The Power of Connected Communities

It’s an inspiring feeling to walk into a room of people who are connected- not just by their relationships or networks, but by their desire to help others. That’s exactly the kind of energy that was felt at United Way’s annual Red Tie Gala on Thursday, February 27.

The Edmonton Expo Centre Ballroom at Northlands was alive with the buzz of our collective achievements and recognition. Uplifting music played and confetti cannons heralded the largest fundraising achievement ever for our United Way: $23.3 million. But more importantly, amidst our own diversity and differences, there was an energy that can only be found in communities that are connected and ready to power ahead for the same cause. In this case, our cause is to end poverty in the Alberta Capital Region.

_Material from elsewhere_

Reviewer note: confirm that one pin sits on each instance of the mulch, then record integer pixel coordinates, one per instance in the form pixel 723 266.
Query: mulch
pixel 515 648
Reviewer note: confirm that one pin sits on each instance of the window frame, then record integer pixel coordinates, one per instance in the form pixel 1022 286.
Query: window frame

When I think back to September, it really does feel like such a short time ago that we gathered as a community for the Campaign Kick-off. At that event, we were inspired by our key-note speaker, The Maestro, Mr. Boris Brott, to step up and be part of the show.

As one of Canada’s most celebrated conductors, he speaks to groups about working together to achieve their collective goals. In his address, he provided everyone in the audience with a tone bar – which are single notes of a xylophone - and a small mallet. We all had a note to play and, together, we were the orchestra, following his lead.

We knew that we each had a special part to play – and that all of us, together, playing our part, made something amazing. We didn’t have to know one another – we didn’t need to sit by one another – we didn’t even need to have a musical bone in our bodies. We just needed to be inspired by something greater than ourselves – and to believe that we are all connected – in some way or another.

Just like a musician in an orchestra, each of us has a part to play in this community. We don’t have to know one another – we don’t have to live next door or even in the same neighbourhood. We just need to believe that together, we each hold an important role to break the cycle of poverty.

Poverty is a thief – it steals your dignity, independence, pride and hope for success. And it can affect any of us at any time – all it takes is one misfortune – one unforeseen circumstance.

No one should have to suffer the embarrassment and vulnerability that poverty brings. Not families. Not individuals. And especially, not children.

Nearly a year ago, United Way initiated some very big plans with a very ambitious goal. On June 18, United Way hammered a public stake in the ground and declared, with our 60 partners across all sectors and, most importantly, all of you, that together we would create pathways out of poverty for our most vulnerable.

Of course we all know it won’t happen overnight. However, at United Way we believe this is a goal we can achieve.

And it’s clear, after all that has been demonstrated, that this community also believes in this ambitious goal.

I was honoured to serve as the 2013 Campaign Chair, and as I reflect back on all the tremendous experiences, I have to say, that the word “humbled” doesn’t really cut it. More accurately, I am moved by the power and collective spirit that exists in this community. You are all the true champions of change.

At the beginning of the campaign, United Way appealed to this community to join us in our work because we know that, together, we have strength and skill. Together, we can make change happen.

I’m happy to say, that even in that short period of time together, we have made incredible change possible. Our campaign achievement is the largest in the history of this United Way - $23.3 million – and it’s already being invested where it will have the most impact. Here’s a little glimpse of what your support in 2013 is already doing in our community:

  • Your contributions and hard work during this campaign helped provide nearly 400,000 nutritious lunches on school days to more than 2,000 children. Educators reported that children were more attentive in class and participated more fully – because they were able to focus on their school work and not their hunger.
  • Nearly 5,000 children and youth in our region were provided with safe places to participate in productive programs and healthy, mentoring relationships. This support helped kids resist situations that lead to trouble and inspired them to keep working hard, stay in school, get that grade 12 diploma and maybe even go on to post-secondary.
  • Already, you have made it possible for more than 800 pre-school children and their families to take part in programs that will help them get ready for school and shape their lives for success.
  • This past year, emergency funding was provided when Bissell Centre’s Thrift Shoppe was extensively damaged by fire on September 2, 2013. This funding helped them move to a temporary location effectively keeping this community resource operating for the nearly 6,000 people who shop there each month.

The collective efforts and contributions to the 2013 United Way campaign are already making a difference for so many. And this is what is so impressive and inspiring to me: the dedication of so many people working to help others.

Most likely, we may never have the chance to hear the grateful words of thanks from the people we have helped, the lives we have touched and even lives that have been saved. But I know that our impact is real and meaningful.

This has been a very memorable year for me and I want to take this opportunity to say thank you for your support, commitment and generosity to your community.

I plan to remain very involved with United Way, as an advocate and a supporter; this is a cause that I strongly believe in. However, my role as 2013 United Way Campaign Chair has come to a close and I’m pleased to announce that Ruth Kelly, President and CEO of Venture Publishing, will take over as 2014 Campaign Chair.

Ruth – I wish you all the best in this exciting and inspiring venture into these very well-connected communities.